Pochi giorni fa l’ufficio legale della Generalitat ci ha notificato una memoria in risposta ad un atto di impugnazione di sanzioni amministrative di cui come avvocati ci eravamo occupati. L’unico argomento addotto dai legali del governo della Catalogna consisteva nella rimostranza per l’uso – nell’atto del ricorrente – della lingua spagnola, presentando quindi specifica istanza al Tribunale per l’utilizzo del catalano. Il merito della vicenda giuridica ha occupato poco o nulla l’avvocatura, tutto l’interesse era per la questione linguistica.

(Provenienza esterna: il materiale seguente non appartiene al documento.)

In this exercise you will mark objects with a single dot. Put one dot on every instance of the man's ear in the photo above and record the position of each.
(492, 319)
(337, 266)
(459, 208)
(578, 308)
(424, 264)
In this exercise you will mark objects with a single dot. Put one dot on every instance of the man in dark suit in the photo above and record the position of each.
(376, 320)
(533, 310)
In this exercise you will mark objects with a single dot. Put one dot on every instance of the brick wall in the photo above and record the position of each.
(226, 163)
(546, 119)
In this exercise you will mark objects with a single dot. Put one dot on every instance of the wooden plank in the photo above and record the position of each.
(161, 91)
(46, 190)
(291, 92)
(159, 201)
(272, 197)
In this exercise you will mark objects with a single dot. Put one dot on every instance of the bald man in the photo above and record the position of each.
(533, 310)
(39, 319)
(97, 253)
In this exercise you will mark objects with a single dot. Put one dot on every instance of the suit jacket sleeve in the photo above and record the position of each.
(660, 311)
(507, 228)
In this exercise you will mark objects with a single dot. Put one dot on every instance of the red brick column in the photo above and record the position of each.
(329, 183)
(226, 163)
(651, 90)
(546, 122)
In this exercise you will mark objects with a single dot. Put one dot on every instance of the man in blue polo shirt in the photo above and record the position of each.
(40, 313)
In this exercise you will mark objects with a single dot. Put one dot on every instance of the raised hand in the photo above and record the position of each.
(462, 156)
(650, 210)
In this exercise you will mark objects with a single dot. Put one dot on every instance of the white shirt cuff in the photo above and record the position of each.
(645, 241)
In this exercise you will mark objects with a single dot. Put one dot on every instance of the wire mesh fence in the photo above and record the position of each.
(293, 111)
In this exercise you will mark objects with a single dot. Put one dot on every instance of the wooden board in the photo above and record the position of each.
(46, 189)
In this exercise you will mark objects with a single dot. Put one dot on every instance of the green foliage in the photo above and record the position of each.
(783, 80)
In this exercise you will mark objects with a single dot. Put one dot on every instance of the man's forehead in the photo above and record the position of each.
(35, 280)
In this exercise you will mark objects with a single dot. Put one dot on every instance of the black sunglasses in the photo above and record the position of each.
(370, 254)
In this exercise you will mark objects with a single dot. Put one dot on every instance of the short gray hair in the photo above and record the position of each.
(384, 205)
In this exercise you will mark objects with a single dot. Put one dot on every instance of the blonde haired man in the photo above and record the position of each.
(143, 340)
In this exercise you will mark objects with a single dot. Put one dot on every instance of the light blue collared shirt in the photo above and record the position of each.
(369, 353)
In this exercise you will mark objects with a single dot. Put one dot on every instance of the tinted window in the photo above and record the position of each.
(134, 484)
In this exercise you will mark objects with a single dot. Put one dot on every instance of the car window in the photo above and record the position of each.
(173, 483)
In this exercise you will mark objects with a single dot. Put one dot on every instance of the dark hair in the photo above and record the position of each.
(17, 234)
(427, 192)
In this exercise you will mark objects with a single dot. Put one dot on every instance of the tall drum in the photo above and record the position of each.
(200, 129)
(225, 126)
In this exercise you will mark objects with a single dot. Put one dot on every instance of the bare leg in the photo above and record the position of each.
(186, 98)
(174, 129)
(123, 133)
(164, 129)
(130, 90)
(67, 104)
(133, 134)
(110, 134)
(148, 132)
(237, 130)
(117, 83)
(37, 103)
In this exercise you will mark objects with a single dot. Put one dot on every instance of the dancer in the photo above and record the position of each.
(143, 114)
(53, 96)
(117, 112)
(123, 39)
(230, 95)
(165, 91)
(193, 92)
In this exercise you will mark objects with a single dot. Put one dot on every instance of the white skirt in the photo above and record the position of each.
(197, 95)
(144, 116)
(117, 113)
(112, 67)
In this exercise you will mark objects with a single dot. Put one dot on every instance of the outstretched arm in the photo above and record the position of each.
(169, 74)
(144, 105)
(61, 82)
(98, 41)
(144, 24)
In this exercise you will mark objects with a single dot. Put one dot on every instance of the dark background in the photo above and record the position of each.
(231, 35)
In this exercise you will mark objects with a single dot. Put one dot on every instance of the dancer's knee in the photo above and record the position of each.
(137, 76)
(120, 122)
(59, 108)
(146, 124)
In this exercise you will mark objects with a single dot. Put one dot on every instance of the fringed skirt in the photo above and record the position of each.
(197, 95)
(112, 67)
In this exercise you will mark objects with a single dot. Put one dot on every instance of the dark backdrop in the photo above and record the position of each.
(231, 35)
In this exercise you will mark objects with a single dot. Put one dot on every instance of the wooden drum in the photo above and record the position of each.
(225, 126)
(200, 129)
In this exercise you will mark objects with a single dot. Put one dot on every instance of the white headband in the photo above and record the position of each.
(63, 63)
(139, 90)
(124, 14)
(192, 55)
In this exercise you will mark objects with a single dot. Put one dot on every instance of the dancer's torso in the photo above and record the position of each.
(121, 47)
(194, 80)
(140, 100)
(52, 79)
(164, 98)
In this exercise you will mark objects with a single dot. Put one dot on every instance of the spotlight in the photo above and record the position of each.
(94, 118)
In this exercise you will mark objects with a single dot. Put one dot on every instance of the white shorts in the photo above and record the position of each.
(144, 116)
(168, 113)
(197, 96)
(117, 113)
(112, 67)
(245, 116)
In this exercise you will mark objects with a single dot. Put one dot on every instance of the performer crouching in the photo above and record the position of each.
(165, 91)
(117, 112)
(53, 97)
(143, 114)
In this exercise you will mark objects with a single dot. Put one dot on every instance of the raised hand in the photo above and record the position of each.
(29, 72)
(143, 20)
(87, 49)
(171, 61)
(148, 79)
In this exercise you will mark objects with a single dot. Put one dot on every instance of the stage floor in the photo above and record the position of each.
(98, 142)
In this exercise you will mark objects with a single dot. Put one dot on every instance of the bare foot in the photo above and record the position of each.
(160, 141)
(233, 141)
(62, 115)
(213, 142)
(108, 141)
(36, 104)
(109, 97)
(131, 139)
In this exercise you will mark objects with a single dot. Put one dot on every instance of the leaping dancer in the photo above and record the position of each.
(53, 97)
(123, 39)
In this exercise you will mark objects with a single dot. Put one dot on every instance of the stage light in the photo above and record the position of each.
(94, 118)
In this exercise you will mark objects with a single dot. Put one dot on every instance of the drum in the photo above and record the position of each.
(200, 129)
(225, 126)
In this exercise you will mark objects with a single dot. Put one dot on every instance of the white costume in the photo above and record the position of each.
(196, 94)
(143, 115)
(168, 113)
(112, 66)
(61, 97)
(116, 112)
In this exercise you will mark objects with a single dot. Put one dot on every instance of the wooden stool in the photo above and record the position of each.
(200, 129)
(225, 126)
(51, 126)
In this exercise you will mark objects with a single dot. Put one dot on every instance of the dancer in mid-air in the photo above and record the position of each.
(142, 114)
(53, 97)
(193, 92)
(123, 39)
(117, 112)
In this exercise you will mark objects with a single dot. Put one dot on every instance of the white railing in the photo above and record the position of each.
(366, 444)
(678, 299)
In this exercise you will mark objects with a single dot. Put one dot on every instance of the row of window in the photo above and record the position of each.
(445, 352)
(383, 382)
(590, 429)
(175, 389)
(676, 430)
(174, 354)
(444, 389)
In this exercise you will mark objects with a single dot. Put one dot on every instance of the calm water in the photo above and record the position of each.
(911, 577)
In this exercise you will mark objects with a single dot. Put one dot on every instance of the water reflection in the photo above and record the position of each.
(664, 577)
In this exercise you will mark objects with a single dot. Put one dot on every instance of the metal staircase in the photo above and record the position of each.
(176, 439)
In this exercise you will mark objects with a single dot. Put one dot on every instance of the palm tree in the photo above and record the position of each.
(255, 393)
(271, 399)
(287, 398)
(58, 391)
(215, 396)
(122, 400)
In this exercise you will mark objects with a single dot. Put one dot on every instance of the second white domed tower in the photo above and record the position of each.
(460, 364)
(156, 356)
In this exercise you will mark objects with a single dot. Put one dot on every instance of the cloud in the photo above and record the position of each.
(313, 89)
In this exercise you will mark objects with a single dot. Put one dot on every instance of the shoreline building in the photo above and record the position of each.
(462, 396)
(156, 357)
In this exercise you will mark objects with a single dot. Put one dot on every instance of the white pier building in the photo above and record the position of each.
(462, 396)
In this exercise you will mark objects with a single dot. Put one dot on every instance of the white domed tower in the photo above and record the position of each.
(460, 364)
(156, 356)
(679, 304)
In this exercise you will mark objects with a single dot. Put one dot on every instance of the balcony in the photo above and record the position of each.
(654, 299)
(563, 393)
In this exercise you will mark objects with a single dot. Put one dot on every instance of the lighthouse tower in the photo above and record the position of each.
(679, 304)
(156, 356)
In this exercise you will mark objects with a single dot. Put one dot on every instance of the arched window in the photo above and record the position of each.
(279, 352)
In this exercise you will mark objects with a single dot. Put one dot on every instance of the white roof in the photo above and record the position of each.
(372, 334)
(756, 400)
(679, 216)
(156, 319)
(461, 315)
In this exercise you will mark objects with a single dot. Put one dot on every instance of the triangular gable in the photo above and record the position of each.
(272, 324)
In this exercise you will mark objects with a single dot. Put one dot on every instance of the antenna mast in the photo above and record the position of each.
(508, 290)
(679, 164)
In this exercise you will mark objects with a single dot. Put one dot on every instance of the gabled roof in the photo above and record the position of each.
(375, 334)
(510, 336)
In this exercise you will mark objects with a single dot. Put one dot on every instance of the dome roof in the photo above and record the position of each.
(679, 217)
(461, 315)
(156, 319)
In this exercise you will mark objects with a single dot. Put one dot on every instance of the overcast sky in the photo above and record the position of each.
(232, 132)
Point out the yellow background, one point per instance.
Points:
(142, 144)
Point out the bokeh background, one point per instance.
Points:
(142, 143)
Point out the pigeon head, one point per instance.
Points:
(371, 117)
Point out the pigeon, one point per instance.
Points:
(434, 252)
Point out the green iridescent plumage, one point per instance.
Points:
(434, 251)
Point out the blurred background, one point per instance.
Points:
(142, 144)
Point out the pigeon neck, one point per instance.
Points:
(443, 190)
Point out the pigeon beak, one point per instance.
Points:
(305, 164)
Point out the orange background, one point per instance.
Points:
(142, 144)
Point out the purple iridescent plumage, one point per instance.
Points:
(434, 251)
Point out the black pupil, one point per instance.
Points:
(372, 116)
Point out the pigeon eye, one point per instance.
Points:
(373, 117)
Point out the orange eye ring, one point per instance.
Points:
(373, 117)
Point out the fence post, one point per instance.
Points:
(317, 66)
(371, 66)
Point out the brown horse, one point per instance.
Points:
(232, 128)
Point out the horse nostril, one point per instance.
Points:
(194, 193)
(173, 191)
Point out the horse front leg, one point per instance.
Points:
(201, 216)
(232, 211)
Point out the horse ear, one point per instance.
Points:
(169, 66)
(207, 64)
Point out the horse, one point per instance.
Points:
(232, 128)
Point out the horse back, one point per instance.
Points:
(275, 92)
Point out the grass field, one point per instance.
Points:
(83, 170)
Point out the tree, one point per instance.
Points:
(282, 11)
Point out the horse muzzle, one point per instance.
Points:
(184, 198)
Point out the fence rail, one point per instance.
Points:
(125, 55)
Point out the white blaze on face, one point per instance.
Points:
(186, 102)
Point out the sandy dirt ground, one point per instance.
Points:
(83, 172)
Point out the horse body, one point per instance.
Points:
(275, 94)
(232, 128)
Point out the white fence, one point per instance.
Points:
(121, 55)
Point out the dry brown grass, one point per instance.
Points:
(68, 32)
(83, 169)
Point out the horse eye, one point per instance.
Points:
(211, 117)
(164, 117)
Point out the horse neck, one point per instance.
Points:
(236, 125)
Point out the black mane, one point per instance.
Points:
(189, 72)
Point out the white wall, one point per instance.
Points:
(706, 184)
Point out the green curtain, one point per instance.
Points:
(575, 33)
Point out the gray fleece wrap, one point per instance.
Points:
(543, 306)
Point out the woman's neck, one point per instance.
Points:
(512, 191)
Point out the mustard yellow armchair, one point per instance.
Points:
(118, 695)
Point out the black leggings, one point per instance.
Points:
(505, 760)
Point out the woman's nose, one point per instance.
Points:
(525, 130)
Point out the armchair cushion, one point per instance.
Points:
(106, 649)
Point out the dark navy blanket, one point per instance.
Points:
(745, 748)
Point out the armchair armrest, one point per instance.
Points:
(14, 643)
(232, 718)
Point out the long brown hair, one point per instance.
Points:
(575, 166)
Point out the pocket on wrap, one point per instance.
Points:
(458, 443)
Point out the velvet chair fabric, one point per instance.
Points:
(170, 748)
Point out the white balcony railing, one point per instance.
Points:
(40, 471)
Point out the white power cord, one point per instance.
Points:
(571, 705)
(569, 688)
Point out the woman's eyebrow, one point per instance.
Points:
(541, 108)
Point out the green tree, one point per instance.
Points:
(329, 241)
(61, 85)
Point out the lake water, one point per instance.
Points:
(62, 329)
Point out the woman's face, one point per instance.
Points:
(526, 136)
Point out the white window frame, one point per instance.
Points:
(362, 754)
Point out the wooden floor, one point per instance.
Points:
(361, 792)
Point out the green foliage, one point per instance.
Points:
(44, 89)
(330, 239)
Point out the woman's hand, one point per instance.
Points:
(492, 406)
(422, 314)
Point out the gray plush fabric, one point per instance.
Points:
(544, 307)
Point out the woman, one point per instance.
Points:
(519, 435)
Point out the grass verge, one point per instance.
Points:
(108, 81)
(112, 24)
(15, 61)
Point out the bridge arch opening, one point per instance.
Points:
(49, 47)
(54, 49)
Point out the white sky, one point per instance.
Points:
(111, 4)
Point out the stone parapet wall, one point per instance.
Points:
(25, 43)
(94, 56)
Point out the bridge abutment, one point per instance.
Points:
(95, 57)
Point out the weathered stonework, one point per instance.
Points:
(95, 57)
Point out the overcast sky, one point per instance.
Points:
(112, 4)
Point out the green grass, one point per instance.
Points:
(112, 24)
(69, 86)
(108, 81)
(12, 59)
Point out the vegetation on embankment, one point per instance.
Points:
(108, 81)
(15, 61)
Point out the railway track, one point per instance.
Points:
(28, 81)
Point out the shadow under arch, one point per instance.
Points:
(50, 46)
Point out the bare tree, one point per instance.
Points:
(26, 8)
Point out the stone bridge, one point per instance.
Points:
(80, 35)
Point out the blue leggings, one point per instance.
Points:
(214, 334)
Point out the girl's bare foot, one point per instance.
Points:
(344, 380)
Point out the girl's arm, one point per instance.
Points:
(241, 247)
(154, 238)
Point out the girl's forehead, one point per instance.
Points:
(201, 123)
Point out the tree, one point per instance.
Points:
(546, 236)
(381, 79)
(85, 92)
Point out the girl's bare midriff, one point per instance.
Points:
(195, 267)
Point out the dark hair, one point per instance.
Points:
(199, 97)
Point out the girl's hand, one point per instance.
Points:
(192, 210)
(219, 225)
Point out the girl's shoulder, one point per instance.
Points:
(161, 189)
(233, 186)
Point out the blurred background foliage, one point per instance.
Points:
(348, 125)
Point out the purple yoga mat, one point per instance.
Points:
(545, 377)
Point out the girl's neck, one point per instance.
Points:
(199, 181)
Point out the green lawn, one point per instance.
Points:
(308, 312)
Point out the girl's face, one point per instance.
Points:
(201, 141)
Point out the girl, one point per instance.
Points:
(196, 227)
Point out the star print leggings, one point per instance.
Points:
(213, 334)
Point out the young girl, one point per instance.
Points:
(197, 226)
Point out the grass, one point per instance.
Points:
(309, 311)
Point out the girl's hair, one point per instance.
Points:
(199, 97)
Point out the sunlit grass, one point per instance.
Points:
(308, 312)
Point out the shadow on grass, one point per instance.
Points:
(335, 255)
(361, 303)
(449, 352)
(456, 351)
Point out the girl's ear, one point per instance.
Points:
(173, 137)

Il diritto di opzione linguistica è interpretato in senso favorevole agli enti pubblici quando essi sono parti del giudizio, mentre l’articolo 231 della legge sul potere giudiziario considera lo spagnolo come lingua del processo, a meno che tutte le parti in causa non siano d’accordo ad usare una ‘lingua regionale’ ufficiale.

In Spagna sulle vicende linguistiche si sono costruite molte discriminazioni e, nel contempo, intorno a quelle questioni si sono formate molte delle storie dei partiti politici regionali.

Spesso il disprezzo della lingua ‘degli altri’ è una formidabile arma di propaganda politica, in epoca moderna iniziò el caudillo Francisco Franco con controverse circolari che nel 1940 vietavano di fare uso del catalano nella vita pubblica e nel commercio per la composizione delle insegne pubblicitarie. Restrizioni simili toccarono anche le rappresentazioni teatrali e, in virtù di norme emesse dal dipartimento sul cinema, le stesse pellicole cinematografiche. Le lingue regionali, in genere, erano viste come simbolo di resistenza al regime, relegate quindi alla vita privata e, di fatto, degradate a poco più di dialetti rispetto al castigliano, «el idioma del imperio».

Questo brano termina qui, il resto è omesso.